2. Material and Methods

2.1. AgriLogger Structure

The system belongs to a family of battery-powered sensors able to collect, hold and transfer, through standard IoT policy, the measurements of two essential environmental parameters: temperature degree and relative humidity. The agrosensor has been derived from ESC™ (Easy Sense & Connect) architecture (Figure 1), which is able to reduce the energy consumption through the suppression of the IoT network interface as LoRa (Long Range) or NB-IoT (Narrow Band IoT). It is formed of a transducer, a data logger based on low power embedded microcomputer family designed by Nordic NRF52832 and supported by Cypress FM24V05, containing 512 Kbit of non-volatile memory and employing an advanced ferroelectric process, which guarantees data retention for several years. Moreover, a wireless data transfer represented by BLE (Bluetooth Low Energy) transceiver with PCB printed antenna which transfers the collected data to the requesting host. a real-time clock based upon MCP79412 Microchip, and supported by a 32 kHz crystal in order to take trace of elapsed time in terms of fiscal year, month, day, hour, minute and second. The clock is set through a smartphone APP, supplied with the sensor, at the time of battery installation. Subsequently, a wake-up device is modulated according to the forecasted application. Each device is limited to waking up at a certain interval of time, taking the data and storing it in an internal memory. The awakening of the device is driven by the internal real time clock, and the process can be launched whether by using a reed relay throughout approaching a magnet to one of the ends of the external box, which reactivates the internal microcontroller, allowing Bluetooth LE connectivity. Alternatively, a directive radio wave transmitter enabled on the host, in our case a drone, can wakes up the sensor. The maximum distance between the radio wave transmitter and the awaking circuit is about 20 m. The waking-up circuit embedded in the sensor harvests energy from the radio wave. AgriLogger can connect to gateways enabled for the connection. If there is a wakeup call but there is no gateway nearby the device returns to a deep sleep state. Furthermore, the device structure contains a power manager which regulates the embedded battery pack (2xAA alkaline batteries with limited self-discharge) and provides sleep/awake status for the device.
A series of capacitors are charged to reach a certain level of electrical voltage used as an input for the microcontroller that wakes up and enables Bluetooth LE connectivity.

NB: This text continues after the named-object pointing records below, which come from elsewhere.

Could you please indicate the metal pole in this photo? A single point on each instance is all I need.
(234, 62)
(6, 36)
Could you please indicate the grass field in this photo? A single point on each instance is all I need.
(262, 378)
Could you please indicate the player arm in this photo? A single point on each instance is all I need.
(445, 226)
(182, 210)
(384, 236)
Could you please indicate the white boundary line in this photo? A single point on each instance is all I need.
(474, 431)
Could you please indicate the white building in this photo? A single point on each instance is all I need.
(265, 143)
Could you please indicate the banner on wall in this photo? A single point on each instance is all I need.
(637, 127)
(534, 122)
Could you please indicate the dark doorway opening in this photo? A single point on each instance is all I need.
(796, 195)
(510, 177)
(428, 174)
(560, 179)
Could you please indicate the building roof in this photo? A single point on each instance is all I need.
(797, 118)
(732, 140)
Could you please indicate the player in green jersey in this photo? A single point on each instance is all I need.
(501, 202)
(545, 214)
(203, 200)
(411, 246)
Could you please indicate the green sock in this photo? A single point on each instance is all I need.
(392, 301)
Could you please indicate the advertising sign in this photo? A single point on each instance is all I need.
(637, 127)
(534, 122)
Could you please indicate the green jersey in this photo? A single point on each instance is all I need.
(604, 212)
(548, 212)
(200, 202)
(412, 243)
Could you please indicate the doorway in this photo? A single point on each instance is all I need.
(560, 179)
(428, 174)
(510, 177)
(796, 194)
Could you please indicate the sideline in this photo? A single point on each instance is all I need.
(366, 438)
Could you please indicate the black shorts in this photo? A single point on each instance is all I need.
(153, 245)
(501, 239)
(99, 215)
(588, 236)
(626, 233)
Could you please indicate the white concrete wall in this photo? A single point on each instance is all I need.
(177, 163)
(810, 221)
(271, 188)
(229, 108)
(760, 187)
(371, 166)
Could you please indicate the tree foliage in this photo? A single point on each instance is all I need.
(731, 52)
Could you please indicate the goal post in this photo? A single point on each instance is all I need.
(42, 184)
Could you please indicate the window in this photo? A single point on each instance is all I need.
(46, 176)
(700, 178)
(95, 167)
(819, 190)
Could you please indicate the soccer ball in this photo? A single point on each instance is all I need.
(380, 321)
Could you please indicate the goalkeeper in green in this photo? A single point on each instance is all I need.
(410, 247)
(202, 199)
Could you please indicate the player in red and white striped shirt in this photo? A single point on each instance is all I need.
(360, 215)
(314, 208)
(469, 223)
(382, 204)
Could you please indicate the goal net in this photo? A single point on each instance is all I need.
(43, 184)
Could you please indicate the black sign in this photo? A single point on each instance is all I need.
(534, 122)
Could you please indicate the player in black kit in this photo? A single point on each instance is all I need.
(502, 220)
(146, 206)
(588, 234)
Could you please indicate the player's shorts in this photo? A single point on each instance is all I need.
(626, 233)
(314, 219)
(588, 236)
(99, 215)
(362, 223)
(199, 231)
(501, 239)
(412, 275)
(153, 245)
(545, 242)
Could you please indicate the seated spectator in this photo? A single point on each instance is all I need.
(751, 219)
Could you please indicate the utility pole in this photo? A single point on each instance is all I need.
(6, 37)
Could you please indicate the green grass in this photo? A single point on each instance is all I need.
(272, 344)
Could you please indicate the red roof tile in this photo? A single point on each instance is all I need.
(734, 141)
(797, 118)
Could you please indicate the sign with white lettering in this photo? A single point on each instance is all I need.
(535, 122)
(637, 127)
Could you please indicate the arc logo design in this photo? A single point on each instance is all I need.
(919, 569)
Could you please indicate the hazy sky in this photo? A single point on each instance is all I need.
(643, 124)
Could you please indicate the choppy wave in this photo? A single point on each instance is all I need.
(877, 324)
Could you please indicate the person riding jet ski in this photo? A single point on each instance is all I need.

2.2. AgriLogger Composition

The sensor has been fabricated by merging two printed circuit boards, the main system board and the transducer board which changes upon application (Figure 2). The main system broad hosts the two AA batteries on bottom side and its design is based on Nordic technology NRF52832, which embeds a BLE interface too. The transducer broad aims to measure air temperature and relative humidity and it is built around Silicon Labs device SI7006-A20. Both boards have been placed inside a sealed box (IP67) in order to resist weathering, ensuring the direct contact between the temperature/humidity sensor with the ambient air, while protecting it from rain. For this purpose, a small hole (20 mm) has been provided on the box, where, in its inner side, the sensor is located and sealed to the wall, while the external side of the hole cylinder has been covered with a piece of Gore-Tex, a water repellent fabric. The prototype box for the high temperature-Sensor version is shown in Figure 2.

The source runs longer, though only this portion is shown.